Case #1: Middle-aged patient on Coumadin rollover MVC:
Case #2: Young patient jump off bridge:
Pulmonary contusions were first described during WWI, when the battlefield dead were noted to be without signs of trauma but postmortem exams revealed lung hemorrhage. Pulmonary contusions are caused by direct bruising of the lung parenchyma followed by alveolar edema and hemorrhage. It is most commonly seen after MVC’s with rapid deceleration, high velocity missile wounds, and blast injuries. If sufficient hemorrhage to the lung has occurred, the injury will be apparent on CXR. The treatment is supportive. Here were a few points I learned from these two cases:
- There are no pathognomonic features for pulmonary contusion on CXR. The same increased density of tissue and alveolar consolidation can occur with pneumonia, aspiration, or pulmonary infarction. It is the context of trauma that defines the appearance as contusion.
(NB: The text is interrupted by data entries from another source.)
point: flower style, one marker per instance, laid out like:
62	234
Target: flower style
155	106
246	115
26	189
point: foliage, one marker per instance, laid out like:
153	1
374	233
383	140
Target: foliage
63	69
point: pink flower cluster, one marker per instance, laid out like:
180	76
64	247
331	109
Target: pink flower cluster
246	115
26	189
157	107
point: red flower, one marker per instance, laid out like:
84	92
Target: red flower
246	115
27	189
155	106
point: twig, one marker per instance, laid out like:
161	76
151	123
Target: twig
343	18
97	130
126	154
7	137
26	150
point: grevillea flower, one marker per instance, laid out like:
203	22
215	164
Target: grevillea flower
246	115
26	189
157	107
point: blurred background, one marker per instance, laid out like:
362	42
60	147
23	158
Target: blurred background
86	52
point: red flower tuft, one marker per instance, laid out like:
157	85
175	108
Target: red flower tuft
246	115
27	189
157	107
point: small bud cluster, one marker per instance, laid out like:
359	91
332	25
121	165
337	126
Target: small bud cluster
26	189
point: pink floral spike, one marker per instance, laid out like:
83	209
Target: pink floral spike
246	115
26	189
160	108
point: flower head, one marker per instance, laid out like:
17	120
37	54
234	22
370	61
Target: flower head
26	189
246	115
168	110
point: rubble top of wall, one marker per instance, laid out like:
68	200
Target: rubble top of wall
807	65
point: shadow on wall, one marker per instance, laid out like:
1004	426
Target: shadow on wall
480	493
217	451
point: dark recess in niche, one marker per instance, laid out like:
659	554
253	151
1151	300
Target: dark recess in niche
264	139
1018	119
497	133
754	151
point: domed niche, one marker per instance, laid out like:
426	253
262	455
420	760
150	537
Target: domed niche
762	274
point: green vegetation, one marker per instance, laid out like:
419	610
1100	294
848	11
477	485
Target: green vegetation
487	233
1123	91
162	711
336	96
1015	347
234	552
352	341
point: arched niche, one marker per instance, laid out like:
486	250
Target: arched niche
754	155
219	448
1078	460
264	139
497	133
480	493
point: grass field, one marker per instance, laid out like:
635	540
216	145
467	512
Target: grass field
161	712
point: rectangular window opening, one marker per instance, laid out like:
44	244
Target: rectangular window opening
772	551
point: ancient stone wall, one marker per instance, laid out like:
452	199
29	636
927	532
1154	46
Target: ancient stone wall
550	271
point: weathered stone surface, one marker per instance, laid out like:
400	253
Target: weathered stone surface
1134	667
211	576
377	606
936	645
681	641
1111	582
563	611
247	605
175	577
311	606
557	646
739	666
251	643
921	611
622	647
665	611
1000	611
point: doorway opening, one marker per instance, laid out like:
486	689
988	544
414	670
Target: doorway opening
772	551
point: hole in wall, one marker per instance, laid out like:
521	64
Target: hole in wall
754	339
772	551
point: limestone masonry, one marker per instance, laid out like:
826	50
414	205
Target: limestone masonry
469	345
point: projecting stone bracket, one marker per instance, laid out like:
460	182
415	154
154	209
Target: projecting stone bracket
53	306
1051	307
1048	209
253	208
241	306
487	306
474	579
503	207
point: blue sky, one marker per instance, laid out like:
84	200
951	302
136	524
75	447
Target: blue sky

- The natural history of pulmonary contusions is that it tends to worsen over the first 24-48 hours before it improves over the next 7 days. Therefore, keep a close eye on these folks in the trauma bay, especially when the pulmonary contusion is already visible on your initial CXR. Respiratory distress and hypoxia are indications for intubation.
The first patient died, and the second patient was discharged after a prolonged course in the TICU on ECMO.
Broder, J. (2011). Chapter 6: Imaging Chest Trauma. Diagnostic Imaging for the Emergency Physician.
Simon, B, et al. (2012). Management of Pulmonary Contusions and Flail Chest EAST Guidelines.